COMMISSIONAIRE STRUCTURE AND TAX-RELATED

COMMISSIONAIRE STRUCTURE AND TAX-RELATED
BENEFITS AND RISKS

Tax is relevant to every company and any project of the type of Shared Services Organization) SSO will have to deal with tax issues.

An SSO project is loaded with tax issues, especially when it is international in scope. There can be tax effects also, but in terms of benefits and risks it is important to note that the set-up of an SSO as such is tax-neutral.
Setting up an SSO is not an organizational change triggered by tax-saving potentials.

However, an SSO is often discussed in connection with other organizational changes such as setting up a commissionaire model (also called ‘3P’ or ‘trading company structure’).

The commissionaire model works based on a simple logic: risk brings reward – the greater the risk, the higher the reward will be. Based on this, companies try to manage the risk by moving activities and personnel to a lower-cost country.

The risk of sitting in this lower-tax environment can be taxed there and the overall tax burden is thereby reduced. Because it is necessary to move a number of activities and people physically to the country of the so-called principal company, it is possible and even probable that the location decision for an SSO and the process flows inside the company will be affected by a commissionaire model set-up.

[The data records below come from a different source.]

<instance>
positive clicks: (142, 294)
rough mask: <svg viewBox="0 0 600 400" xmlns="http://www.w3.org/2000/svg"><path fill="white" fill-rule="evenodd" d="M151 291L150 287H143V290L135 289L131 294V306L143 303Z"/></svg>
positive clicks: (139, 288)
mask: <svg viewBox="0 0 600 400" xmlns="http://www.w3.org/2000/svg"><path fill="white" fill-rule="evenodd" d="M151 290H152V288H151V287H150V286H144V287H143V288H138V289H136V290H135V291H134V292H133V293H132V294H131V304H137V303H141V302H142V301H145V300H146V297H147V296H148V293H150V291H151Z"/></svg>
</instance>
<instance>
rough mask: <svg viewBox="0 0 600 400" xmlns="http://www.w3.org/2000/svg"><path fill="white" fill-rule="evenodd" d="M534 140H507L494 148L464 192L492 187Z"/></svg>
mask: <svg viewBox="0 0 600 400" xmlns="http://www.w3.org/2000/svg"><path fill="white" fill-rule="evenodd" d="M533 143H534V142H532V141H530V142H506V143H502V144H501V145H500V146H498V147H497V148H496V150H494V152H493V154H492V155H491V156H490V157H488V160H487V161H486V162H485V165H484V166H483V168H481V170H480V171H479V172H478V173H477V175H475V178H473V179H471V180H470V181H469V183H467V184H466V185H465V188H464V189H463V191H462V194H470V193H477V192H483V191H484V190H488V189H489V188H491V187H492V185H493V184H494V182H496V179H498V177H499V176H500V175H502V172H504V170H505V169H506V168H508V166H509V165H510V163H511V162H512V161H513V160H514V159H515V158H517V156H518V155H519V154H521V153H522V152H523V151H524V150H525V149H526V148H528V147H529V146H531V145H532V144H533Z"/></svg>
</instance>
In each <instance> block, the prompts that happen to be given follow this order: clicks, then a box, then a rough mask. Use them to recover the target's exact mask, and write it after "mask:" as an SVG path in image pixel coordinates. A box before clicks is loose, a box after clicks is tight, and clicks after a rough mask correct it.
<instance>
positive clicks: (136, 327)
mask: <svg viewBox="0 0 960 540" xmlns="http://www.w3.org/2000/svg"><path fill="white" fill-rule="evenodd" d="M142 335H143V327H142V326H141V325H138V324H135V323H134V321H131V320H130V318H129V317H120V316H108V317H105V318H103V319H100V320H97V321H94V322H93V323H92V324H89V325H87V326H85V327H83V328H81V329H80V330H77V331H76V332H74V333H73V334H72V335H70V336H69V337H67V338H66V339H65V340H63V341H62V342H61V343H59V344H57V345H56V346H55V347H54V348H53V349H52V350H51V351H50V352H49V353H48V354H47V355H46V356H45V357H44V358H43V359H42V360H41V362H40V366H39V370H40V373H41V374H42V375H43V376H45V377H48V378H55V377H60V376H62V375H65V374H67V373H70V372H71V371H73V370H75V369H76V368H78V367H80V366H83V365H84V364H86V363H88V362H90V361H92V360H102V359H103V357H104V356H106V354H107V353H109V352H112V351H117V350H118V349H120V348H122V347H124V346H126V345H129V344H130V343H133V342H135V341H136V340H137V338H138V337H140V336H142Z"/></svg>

Philosophically, the commissionaire model and SSO fit together just fine, because both are based on centralized provision or control of activities, strict guidelines and documented standardized process flows.

The project of setting up an SSO in parallel with a commissionaire model will have a different twist to it, as the tax-savings target is often the overriding goal and synergies and other efficiencies are seen as a nice-to-have side product.

This is also true for similar models involving stripped-risk entities, buy-sell models and toll manufacturing.

If a trading company is in existence during an SSO project, it is possible that
this will affect the scope of the project.

A country or business unit with a trading company structure might lose significant tax advantages if the structure is changed. It might be, therefore, that the finance and accounting activities are not changed, so as not to endanger the tax model acceptance by local tax authorities, resulting in that country being left out of the SSO.

The main tax benefits achievable for an SSO project are limited to the selection of a location , because some countries offer SSO's special tax treatment.For example, beneficial tax treatment of SSO executives.